Flynn stiffened. “Oh.”
“Olivia said that’s how you might respond.”
“Who will be the mission pilot?”
“Ruby Rose,” Elsie said. “She’s expressed interest.”
“I thought the Garage was off limits for exploration missions?”
“It was,” Elsie explained. “We’ve recently found a way to control the Garage entry hatch from the Grid. In truth, it’s all thanks to David Nash in the Upper Levels. That man found himself a treasure trove of knowledge.”
“A trove that Ronin highly disapproves of him sharing,” Flynn added.
“We have promised to keep our noses out of ship systems and other things that Ronin finds objectionable. We consult with him often.”
“Assuming we should consult with him at all?”
“We’re all on this ship together,” Elsie said. “We can’t go around suspicious of one another all the time, or we won’t get anywhere.”
“Does that satisfy everything?” Elsie asked.
“Just one more thing. Olivia told you how I might react to news about the Garage. Did she—”
“Did she tell me that you’re not the first Flynn to arrive in this town?” she asked, perfectly anticipating the question. “Yes, I know about your past. When I took over as leader of the Explorers, Olivia felt I should be informed of the Grid’s… abilities.”
“I meant to tell you, now that you’re in charge,” he said. “After the scare with David Nash, I thought we might discuss how we plan to handle any eventual casualties we might face.”
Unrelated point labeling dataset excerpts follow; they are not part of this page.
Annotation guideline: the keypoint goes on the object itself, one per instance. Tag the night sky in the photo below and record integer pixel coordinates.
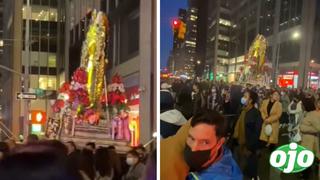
(168, 11)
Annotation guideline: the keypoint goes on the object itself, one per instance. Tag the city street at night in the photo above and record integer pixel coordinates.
(77, 89)
(240, 89)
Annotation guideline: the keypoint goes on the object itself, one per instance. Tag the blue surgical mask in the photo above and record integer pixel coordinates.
(244, 101)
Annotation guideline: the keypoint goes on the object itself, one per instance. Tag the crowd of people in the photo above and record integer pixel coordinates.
(53, 160)
(255, 118)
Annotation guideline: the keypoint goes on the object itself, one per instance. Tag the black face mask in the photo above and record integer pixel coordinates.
(195, 159)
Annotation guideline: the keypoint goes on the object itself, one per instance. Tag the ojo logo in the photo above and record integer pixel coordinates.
(291, 158)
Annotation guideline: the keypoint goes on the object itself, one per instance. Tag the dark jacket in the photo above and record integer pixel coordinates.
(170, 122)
(253, 124)
(225, 169)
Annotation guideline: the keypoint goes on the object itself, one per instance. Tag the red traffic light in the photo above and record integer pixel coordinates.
(176, 24)
(37, 117)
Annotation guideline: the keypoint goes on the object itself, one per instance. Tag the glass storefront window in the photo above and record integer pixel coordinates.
(47, 82)
(39, 13)
(52, 60)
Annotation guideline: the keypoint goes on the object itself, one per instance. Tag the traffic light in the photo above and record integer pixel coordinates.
(176, 25)
(37, 117)
(38, 120)
(182, 30)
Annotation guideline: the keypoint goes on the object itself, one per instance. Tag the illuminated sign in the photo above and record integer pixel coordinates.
(291, 158)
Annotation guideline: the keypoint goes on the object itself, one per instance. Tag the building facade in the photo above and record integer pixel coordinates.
(290, 26)
(43, 60)
(10, 55)
(131, 51)
(177, 58)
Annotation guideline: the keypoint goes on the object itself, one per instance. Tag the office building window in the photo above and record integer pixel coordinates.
(129, 35)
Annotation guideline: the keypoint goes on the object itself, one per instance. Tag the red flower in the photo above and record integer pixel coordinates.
(82, 96)
(72, 95)
(80, 76)
(65, 87)
(59, 103)
(103, 98)
(122, 98)
(116, 79)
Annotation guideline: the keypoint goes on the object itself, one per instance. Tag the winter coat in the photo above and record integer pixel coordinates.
(135, 172)
(172, 163)
(298, 111)
(170, 122)
(224, 169)
(174, 167)
(310, 129)
(285, 102)
(275, 114)
(248, 128)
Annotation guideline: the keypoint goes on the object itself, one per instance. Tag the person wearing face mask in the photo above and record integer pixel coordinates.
(284, 120)
(197, 98)
(295, 112)
(308, 101)
(310, 130)
(271, 110)
(247, 131)
(213, 99)
(136, 167)
(197, 151)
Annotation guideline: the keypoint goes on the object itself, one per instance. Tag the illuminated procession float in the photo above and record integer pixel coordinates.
(255, 69)
(87, 106)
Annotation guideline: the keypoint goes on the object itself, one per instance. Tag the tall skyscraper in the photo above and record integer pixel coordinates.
(43, 55)
(290, 26)
(177, 58)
Elsie nodded. “I understand fully. We added new measures to our Core retrieval process that should help prevent any unexpected surprises in the future. I’d be happy to let you take a look at the changes in case we missed something.”
“If you don’t mind,” Flynn said. “I don’t doubt you’re covered, but I want to be informed if I can. The more in sync we are, the better.”
Elsie nodded. “I’ll have them send the process over to you as soon as possible. Flynn, we’ve met a few times now, over the last few months. I’ll get you a direct line to my radio, so that you can always reach me if needed. No need to keep you guessing on my location for when stuff like this comes up.”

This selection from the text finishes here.